Mac,

Neat pics!

During the Anchorage PD academy, the firearms classes began the second week of December. We were on the range for a week with the warmest day -5F, the coldest day was -15F. We were using the ranges at Ft. Richardson, so we were at the base of the mountains and the wind was constant.

This was back in the revolver days (S&W Mod 13) and continuity of fire drills were quite the challenge. The practice ammo were using was reloaded .357 with 158gr cast SWC with an unknown (Unique?) really dirty powder. The second day we had a number of revolvers gummed up and failure to fire as well as students being unable to fire (everything was done double-action) due to frozen powder fouling & lube mix.
A good lesson there to thoroughly clean your weapons!
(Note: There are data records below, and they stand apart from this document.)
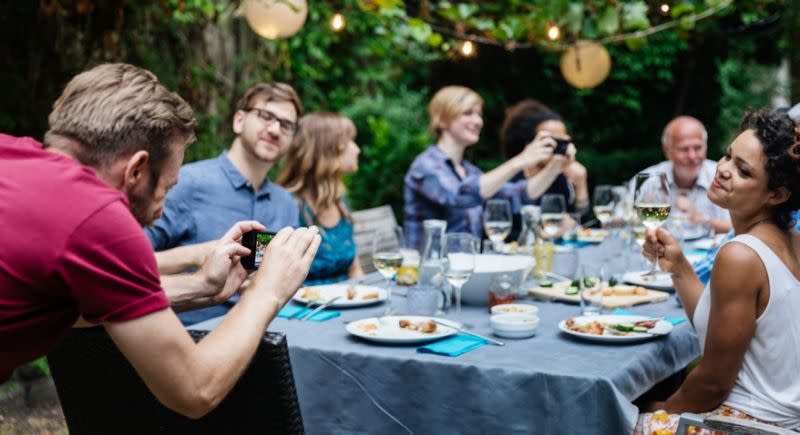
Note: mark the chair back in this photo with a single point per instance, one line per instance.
(100, 392)
(365, 222)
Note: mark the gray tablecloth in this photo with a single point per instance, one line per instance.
(550, 383)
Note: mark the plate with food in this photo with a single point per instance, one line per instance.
(615, 294)
(615, 328)
(660, 281)
(401, 329)
(350, 295)
(591, 235)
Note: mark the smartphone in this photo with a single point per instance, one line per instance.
(256, 242)
(561, 146)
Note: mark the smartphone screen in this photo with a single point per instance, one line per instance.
(256, 242)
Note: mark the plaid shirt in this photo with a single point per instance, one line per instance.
(434, 190)
(703, 267)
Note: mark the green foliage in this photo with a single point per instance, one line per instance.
(392, 130)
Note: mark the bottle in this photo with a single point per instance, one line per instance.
(432, 263)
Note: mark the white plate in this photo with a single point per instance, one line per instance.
(662, 327)
(389, 331)
(330, 291)
(661, 281)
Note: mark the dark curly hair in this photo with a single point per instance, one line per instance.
(780, 141)
(520, 123)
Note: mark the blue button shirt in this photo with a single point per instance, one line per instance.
(211, 196)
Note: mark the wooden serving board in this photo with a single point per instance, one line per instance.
(556, 293)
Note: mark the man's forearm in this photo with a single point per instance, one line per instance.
(182, 258)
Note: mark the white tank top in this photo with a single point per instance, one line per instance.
(768, 384)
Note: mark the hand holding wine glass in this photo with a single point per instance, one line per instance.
(387, 257)
(652, 204)
(497, 221)
(460, 250)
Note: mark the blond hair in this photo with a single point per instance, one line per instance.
(266, 92)
(312, 169)
(114, 110)
(448, 104)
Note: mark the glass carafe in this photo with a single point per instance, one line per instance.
(432, 263)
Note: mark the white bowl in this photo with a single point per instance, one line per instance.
(515, 308)
(487, 266)
(515, 325)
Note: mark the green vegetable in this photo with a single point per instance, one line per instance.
(625, 327)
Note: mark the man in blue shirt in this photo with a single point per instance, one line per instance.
(211, 195)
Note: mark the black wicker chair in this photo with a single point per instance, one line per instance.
(101, 393)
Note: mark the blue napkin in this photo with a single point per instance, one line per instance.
(670, 319)
(453, 346)
(293, 311)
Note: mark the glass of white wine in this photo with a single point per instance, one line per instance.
(387, 257)
(652, 204)
(605, 199)
(553, 209)
(497, 221)
(460, 250)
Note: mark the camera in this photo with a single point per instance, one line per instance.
(256, 242)
(561, 146)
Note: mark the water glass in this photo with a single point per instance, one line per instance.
(591, 285)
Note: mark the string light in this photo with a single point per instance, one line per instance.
(338, 22)
(553, 32)
(467, 49)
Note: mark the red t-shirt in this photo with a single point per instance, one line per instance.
(69, 246)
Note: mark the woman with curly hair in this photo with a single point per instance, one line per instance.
(323, 150)
(746, 318)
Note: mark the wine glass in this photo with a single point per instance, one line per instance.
(652, 204)
(387, 257)
(603, 204)
(459, 249)
(497, 221)
(553, 208)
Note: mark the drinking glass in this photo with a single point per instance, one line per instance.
(387, 257)
(497, 221)
(603, 204)
(652, 204)
(591, 283)
(460, 250)
(553, 208)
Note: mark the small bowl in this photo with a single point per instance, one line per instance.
(516, 325)
(515, 309)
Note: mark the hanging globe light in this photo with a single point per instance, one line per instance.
(585, 64)
(275, 19)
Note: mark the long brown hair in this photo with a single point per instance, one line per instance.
(312, 169)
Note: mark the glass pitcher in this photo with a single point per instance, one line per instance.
(432, 264)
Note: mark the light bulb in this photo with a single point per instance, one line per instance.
(467, 48)
(553, 32)
(337, 22)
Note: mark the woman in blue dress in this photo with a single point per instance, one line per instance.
(323, 150)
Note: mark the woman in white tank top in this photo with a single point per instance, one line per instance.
(748, 317)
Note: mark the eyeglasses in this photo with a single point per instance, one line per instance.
(287, 127)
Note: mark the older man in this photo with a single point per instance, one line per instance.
(689, 172)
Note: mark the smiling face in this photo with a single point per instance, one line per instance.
(466, 128)
(263, 140)
(740, 184)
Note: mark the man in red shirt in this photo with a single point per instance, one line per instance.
(73, 247)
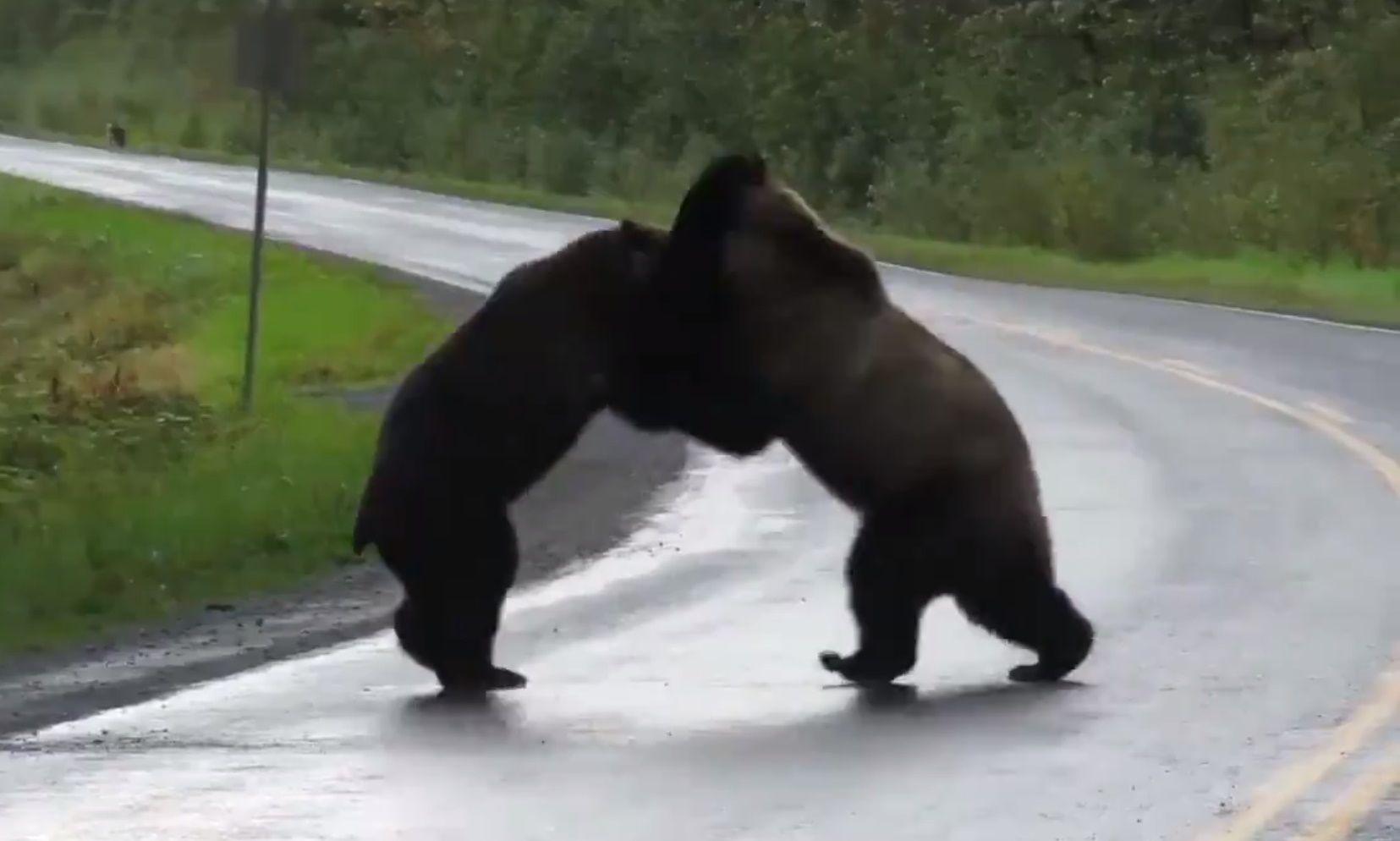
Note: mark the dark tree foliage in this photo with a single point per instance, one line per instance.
(1106, 128)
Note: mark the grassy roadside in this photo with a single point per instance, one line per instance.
(130, 487)
(1255, 280)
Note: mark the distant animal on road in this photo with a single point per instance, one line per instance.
(895, 423)
(489, 412)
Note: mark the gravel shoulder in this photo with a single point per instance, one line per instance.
(587, 504)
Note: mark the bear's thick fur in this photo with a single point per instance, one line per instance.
(895, 423)
(491, 410)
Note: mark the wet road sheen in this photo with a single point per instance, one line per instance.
(1239, 566)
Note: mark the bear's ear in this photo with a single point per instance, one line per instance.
(643, 246)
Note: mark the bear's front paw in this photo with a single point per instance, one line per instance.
(491, 680)
(861, 669)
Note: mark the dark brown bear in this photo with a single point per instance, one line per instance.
(895, 423)
(489, 412)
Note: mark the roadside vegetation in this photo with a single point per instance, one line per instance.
(1242, 151)
(130, 485)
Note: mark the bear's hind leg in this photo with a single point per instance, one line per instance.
(455, 592)
(1028, 609)
(888, 606)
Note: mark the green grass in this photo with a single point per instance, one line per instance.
(130, 486)
(1255, 280)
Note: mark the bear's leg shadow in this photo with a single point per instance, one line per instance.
(455, 590)
(1022, 603)
(888, 598)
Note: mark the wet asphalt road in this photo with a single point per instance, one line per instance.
(1220, 497)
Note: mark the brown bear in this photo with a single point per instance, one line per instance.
(891, 420)
(491, 410)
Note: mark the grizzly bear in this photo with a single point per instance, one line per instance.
(891, 420)
(491, 410)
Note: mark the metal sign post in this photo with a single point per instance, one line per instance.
(266, 53)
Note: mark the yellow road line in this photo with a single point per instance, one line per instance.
(1189, 367)
(1329, 412)
(1293, 781)
(1347, 811)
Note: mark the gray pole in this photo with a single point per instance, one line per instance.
(260, 213)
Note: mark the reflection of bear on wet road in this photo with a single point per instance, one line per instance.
(489, 413)
(889, 419)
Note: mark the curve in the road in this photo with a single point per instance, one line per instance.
(1242, 567)
(1293, 781)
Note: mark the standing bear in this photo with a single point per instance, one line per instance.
(491, 410)
(891, 420)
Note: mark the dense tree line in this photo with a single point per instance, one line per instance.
(1105, 128)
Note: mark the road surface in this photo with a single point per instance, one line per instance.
(1224, 508)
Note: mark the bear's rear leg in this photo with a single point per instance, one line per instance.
(459, 657)
(888, 607)
(1028, 609)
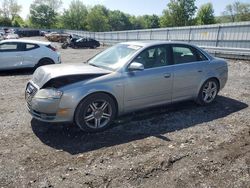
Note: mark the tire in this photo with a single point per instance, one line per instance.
(65, 45)
(208, 92)
(45, 61)
(95, 113)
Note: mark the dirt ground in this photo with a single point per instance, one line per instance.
(179, 145)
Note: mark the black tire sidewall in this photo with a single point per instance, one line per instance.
(82, 107)
(200, 100)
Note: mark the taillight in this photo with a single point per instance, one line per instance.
(52, 48)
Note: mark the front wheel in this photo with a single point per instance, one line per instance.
(208, 92)
(95, 113)
(64, 45)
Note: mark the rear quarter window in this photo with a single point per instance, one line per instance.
(187, 54)
(31, 46)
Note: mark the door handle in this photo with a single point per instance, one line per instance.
(167, 75)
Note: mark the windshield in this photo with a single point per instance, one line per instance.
(114, 57)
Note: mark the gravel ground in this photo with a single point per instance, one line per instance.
(180, 145)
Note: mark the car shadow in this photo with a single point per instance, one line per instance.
(17, 72)
(139, 125)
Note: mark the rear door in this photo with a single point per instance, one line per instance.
(11, 55)
(189, 64)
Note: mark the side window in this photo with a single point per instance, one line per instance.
(153, 57)
(8, 47)
(201, 57)
(183, 54)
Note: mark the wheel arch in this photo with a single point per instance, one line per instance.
(204, 80)
(99, 92)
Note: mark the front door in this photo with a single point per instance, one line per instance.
(150, 86)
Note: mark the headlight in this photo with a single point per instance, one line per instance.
(50, 93)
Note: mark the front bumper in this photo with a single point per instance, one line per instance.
(47, 110)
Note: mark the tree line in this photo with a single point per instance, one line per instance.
(46, 14)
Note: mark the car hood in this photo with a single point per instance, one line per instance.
(79, 71)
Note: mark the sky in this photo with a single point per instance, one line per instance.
(135, 7)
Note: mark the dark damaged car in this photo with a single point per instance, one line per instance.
(124, 78)
(76, 42)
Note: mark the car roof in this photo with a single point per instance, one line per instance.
(26, 41)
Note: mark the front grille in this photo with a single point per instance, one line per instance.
(30, 93)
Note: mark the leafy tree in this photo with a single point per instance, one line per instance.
(18, 22)
(137, 22)
(205, 14)
(42, 16)
(10, 9)
(97, 19)
(55, 5)
(4, 21)
(119, 21)
(76, 16)
(178, 13)
(237, 12)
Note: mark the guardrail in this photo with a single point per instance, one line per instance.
(231, 40)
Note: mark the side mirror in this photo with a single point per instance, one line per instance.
(135, 66)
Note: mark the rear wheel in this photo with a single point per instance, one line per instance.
(208, 92)
(95, 113)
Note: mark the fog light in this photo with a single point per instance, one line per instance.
(62, 111)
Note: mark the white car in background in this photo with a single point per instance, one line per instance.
(16, 53)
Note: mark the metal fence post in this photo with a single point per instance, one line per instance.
(218, 35)
(189, 35)
(167, 35)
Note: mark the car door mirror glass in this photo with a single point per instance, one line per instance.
(135, 66)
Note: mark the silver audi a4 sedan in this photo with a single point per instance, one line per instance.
(126, 77)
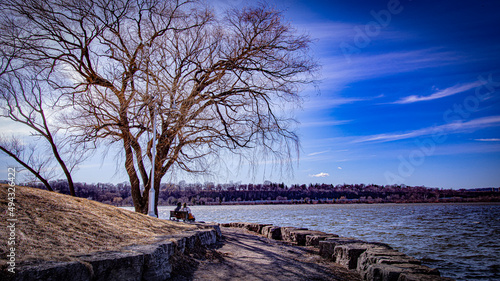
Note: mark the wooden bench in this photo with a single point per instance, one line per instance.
(179, 215)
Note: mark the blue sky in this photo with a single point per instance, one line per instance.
(408, 93)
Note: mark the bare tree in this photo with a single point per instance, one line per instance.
(31, 103)
(213, 83)
(28, 157)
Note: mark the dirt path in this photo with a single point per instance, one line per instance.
(247, 256)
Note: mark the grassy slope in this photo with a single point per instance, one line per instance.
(53, 226)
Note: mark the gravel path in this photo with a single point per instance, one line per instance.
(246, 256)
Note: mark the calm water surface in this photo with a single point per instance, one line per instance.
(461, 240)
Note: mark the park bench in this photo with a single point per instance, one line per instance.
(179, 215)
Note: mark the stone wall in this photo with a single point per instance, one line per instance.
(134, 263)
(373, 261)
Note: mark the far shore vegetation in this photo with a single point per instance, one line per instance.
(210, 193)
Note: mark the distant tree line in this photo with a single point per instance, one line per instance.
(210, 193)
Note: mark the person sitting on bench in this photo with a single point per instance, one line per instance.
(185, 208)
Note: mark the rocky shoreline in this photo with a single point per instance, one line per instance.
(157, 261)
(373, 261)
(133, 263)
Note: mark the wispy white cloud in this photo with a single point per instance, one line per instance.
(325, 123)
(457, 89)
(320, 175)
(488, 140)
(338, 72)
(318, 153)
(449, 128)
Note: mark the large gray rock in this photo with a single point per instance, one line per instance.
(348, 254)
(327, 246)
(392, 272)
(422, 277)
(286, 233)
(313, 239)
(300, 236)
(126, 266)
(272, 232)
(50, 271)
(157, 264)
(378, 255)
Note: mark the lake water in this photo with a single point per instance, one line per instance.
(461, 240)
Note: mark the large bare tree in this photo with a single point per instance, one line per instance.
(32, 105)
(213, 82)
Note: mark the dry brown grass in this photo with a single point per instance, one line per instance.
(53, 226)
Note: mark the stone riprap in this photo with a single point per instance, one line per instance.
(373, 261)
(135, 263)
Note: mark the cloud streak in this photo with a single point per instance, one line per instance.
(449, 128)
(320, 175)
(457, 89)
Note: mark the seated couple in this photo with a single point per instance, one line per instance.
(184, 208)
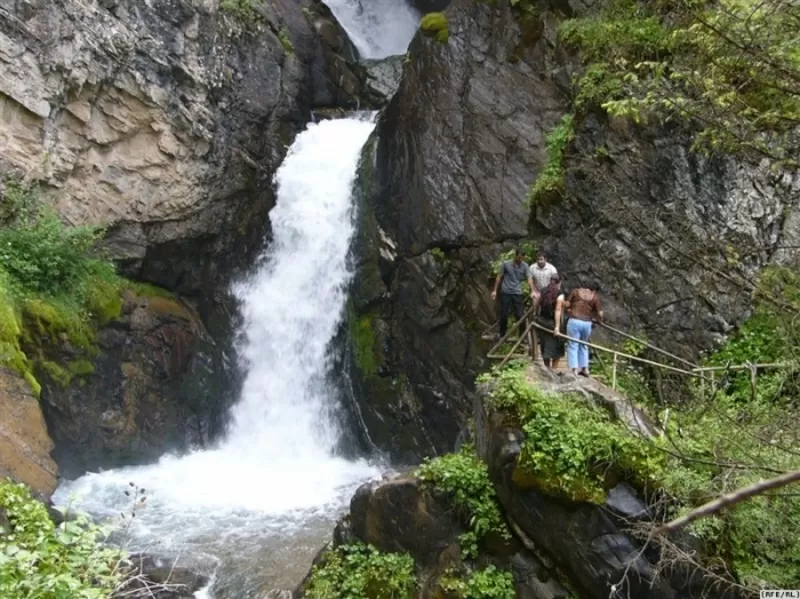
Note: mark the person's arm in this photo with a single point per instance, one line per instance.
(559, 310)
(497, 282)
(598, 308)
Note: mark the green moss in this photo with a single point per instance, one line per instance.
(148, 290)
(362, 338)
(55, 291)
(551, 179)
(286, 42)
(243, 10)
(435, 24)
(577, 451)
(360, 571)
(489, 583)
(465, 479)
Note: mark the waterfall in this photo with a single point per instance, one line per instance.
(378, 28)
(275, 474)
(256, 508)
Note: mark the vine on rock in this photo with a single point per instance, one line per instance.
(465, 480)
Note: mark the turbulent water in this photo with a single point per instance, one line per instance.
(255, 509)
(378, 28)
(262, 499)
Keeping revolvers, 870's, and later, AR-15's, up and running in extreme cold is a challenge. The newer lubes make it better but, in the case of lubes, there is such a thing as "too much of a good thing". grin

I never liked the canister stoves as they were a PIA in really cold weather and preferred to use an MSR Whisperlight if I was backpacking, or a single-burner Coleman stove.

I have tent camped in -50F weather and never had a problem keeping either of them up and running.
The pics of your Landcruiser bring back fond memories. I had an FJ40 for a lot of years up there and do miss it.